UMABASA stands for Uncloneable Material Based Security Architecture. High-security smart cards are to be protected even better against manipulation by irreversibly merging the microchip integrated into the card together with the information stored on the chip and the card body using a special material/cryptographic link. This link between the chip, information and card is to be achieved through so-called physically uncloneable functions to generate cryptographic keys. Research is to focus on designing these functions and the security architecture based on them. Efforts will also focus on selecting suitable materials and production processes. The aim of the project is to minimise the general potential for attack through parallel analyses of future attack scenarios and weak points and by integrating the results into the design.

Aiming for an integrated chip/card security architecture

State-of-the-art security documents like the new German ID card today already come with integrated high-security microchips. As these documents and their functions become ever-more complex, it is becoming increasingly important to protect them against misuse and forgery. Enormous technological effort is already required now if these documents are to be protected over their entire lifespan. Up to now, two separate approaches have been adopted in order to guarantee the security of the microchip and the document into which it is embedded. An integrated security concept that supplements the physical connection of all the individual high-security parts of a document with a logic connection of functions and integrates this into a specifically designed, global security architecture would pave the way for a new generation of high-security smart cards.

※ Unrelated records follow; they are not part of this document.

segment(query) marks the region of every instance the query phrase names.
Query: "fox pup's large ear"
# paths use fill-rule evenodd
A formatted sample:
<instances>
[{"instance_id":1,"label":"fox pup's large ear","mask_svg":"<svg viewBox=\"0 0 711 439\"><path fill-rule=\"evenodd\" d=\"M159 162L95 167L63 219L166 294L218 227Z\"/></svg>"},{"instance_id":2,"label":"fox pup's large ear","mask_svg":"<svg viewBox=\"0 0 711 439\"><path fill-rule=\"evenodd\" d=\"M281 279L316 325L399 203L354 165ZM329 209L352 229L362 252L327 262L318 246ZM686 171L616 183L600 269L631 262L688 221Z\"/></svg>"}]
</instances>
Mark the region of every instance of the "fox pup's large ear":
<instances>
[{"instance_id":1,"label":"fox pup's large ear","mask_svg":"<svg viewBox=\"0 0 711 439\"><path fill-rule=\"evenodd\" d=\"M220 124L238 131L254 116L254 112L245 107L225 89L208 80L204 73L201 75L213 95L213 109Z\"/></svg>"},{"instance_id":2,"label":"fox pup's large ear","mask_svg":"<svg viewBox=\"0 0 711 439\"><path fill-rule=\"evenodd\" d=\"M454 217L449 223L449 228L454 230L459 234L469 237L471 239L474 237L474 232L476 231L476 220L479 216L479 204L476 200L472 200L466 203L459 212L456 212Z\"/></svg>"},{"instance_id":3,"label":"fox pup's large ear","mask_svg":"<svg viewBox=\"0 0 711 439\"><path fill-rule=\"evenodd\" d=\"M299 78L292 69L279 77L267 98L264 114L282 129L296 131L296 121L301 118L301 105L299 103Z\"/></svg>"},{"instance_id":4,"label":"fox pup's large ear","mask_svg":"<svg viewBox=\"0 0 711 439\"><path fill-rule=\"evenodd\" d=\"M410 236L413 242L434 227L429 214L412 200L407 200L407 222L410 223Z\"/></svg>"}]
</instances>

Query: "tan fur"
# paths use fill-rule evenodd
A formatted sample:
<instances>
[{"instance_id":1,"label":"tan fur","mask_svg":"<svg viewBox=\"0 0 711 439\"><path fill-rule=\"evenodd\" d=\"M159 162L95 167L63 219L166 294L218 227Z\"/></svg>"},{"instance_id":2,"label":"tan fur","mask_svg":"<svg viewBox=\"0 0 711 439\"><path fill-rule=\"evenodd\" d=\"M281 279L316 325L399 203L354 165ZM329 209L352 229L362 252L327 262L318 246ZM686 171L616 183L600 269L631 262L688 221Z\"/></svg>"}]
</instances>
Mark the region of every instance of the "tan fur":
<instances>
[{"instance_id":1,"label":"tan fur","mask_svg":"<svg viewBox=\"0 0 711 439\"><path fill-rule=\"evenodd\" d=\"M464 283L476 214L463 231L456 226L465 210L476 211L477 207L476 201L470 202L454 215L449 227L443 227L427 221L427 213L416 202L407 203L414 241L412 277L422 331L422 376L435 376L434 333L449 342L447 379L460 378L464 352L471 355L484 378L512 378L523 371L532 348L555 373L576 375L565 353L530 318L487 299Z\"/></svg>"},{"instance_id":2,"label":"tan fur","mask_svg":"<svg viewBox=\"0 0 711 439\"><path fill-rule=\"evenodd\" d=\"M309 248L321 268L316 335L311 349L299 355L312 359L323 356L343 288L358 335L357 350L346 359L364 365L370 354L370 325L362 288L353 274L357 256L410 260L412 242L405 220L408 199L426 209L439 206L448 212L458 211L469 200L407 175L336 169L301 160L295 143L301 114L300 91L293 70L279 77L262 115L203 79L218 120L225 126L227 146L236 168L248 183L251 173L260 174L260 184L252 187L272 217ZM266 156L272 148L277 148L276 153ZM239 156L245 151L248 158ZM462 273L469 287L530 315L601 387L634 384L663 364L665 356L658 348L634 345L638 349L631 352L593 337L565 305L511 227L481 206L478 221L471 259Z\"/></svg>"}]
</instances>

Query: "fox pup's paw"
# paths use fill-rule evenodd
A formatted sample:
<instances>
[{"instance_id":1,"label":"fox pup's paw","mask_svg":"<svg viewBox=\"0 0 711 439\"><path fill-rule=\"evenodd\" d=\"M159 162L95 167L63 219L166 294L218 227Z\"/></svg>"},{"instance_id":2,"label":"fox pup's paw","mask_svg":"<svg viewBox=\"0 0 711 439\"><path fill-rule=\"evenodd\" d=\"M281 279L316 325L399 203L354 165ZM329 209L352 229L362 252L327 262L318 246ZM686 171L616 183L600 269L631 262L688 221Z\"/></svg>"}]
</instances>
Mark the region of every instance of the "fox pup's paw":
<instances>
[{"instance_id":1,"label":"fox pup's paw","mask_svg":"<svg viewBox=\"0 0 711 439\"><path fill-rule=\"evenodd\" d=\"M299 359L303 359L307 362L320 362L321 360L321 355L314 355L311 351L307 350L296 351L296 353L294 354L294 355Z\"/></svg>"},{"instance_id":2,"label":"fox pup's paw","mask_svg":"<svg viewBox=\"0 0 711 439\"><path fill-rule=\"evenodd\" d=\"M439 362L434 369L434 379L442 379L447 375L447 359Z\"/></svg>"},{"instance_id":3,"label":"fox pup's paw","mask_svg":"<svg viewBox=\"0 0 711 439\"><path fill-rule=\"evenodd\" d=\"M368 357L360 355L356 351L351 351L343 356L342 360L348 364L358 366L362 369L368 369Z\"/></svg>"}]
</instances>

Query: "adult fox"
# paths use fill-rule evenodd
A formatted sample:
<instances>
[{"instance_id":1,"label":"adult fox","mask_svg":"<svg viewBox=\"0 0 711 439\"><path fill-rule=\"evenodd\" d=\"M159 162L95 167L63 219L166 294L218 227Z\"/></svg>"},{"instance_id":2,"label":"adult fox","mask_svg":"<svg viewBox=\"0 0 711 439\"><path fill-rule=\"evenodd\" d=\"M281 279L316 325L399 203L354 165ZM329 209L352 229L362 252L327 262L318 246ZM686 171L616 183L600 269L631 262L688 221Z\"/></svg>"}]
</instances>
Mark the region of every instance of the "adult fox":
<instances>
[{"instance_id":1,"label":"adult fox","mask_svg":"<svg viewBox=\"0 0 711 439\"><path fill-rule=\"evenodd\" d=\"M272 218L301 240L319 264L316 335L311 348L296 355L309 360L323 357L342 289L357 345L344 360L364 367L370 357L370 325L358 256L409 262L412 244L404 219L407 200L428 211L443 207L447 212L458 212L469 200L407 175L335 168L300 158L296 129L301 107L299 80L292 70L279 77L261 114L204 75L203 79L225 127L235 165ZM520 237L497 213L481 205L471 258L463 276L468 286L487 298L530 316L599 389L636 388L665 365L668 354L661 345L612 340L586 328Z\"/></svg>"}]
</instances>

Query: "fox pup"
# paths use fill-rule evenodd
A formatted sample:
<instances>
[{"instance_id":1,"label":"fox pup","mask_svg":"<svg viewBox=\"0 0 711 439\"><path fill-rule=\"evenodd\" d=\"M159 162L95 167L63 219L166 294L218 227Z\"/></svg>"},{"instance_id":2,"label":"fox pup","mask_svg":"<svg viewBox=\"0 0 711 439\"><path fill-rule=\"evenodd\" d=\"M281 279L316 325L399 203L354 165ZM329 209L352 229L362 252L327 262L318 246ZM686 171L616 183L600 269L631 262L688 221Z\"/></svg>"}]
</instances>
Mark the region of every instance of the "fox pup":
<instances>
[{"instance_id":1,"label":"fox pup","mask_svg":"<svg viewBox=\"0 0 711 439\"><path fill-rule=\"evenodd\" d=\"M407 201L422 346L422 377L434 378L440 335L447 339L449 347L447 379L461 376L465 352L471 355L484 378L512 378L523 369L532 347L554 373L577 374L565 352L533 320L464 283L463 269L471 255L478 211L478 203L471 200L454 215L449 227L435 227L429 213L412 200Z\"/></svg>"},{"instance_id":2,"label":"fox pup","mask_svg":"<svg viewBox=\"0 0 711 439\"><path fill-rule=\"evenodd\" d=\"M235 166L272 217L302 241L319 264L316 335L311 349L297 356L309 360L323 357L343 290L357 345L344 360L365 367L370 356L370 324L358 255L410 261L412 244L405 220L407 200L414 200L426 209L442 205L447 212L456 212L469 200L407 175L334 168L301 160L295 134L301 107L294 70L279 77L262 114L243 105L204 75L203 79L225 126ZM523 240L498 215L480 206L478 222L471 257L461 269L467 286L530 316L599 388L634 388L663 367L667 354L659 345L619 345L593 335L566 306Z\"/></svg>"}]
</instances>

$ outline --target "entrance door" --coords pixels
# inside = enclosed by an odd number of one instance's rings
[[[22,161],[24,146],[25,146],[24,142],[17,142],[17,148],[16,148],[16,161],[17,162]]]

This innovative approach, which is the aim of the project, will be enabled chiefly by networking the microchip with uncloneable elements of the card body. This allows the security chip to recognise whether it is operating in its original card body or in a manipulated card clone. If the chip detects any manipulation, it can bring the use of the card to a complete halt. A security architecture of this kind, which can interactively combine logic, physical, chemical and optical properties as security features, offers an unprecedented level of security.

Bundesdruckerei, as the producer of documents, such as the German ID card or passport, has gone a long way towards integrating new materials and electronic systems into security printing. With innovations in security technology, NXP Semiconductors has become established as the world's leading supplier of security chips for eGovernment and eBanking applications. 77 out of 91 countries trust in electronic ID documents based on NXP technology. Fraunhofer AISEC in Munich will contribute its experience in the design and evaluation of embedded security systems and security protocols. As another associated project partner, the German Federal Office for Information Security will also take on an advisory role in the project.

The UMABASA project is being backed by the Federal Ministry of Education and Research as part of the federal government's high-tech strategy and the "Information and Communication Technology 2020" (ICT 2020) programme with funds amounting to around € 1.3 million over a two-year term. One of the aims of the ICT 2020 programme is to strengthen and expand Germany's technological lead in the field of security technology. German companies and German security technology already rank among the best in the world today.